An anxiety attack is generally caused by the escalating intensity of worry, in response to a real or perceived internal or external stressor, says Sharon D. Thomas.
If you’ve ever experienced an anxiety attack before, then you might be able to look back on that event and pinpoint something specific (a stressor) that might’ve triggered it.
There’s always going to be some sort of stressor or build-up from a stressor, that triggers an anxiety attack.
Anxiety attacks don’t just happen out of the blue (like a panic attack), rather, something usually triggers it.
For instance, maybe you’ve been struggling financially when all of a sudden you lose your job.
The build-up stress and anxiety might escalate once you lost your job, causing you to have an anxiety attack.
If you experience two or more anxiety attacks in a month, you might have a condition called an anxiety disorder.
Anxiety Disorder
Some examples of different types of anxiety disorders include:
- Generalized Anxiety Disorder (GAD) – GAD is characterized by excessive and exaggerated worry about everyday life events.

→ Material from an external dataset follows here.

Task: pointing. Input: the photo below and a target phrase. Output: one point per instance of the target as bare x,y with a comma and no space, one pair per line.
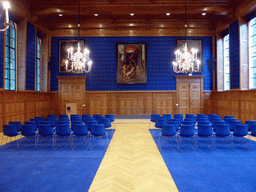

People with GAD tend to worry about their health, money, family, work, or school.
- Panic Disorder – A panic disorder is a type of anxiety disorder that is caused by reoccurring panic attacks.
- Social Anxiety Disorder – Social anxiety disorder is when you have fear and anxiety in social situations. People with social anxiety have a fear of being judged, rejected, or awkward around other people.
- Specific Phobias – People with specific phobias have unrealistic fears of objects or situations that provoke anxiety and avoidance.
- Separation Anxiety – Separation anxiety involves excessive fear or worries about being separated from someone or something that you have a strong emotional attachment to.
An anxiety disorder consists of intense, consistent, and excessive fear or worries about everyday situations.
Some common symptoms of an anxiety disorder might include, feeling nervous, trouble sleeping, overthinking, increased heart rate, or trouble concentrating (just to name a few).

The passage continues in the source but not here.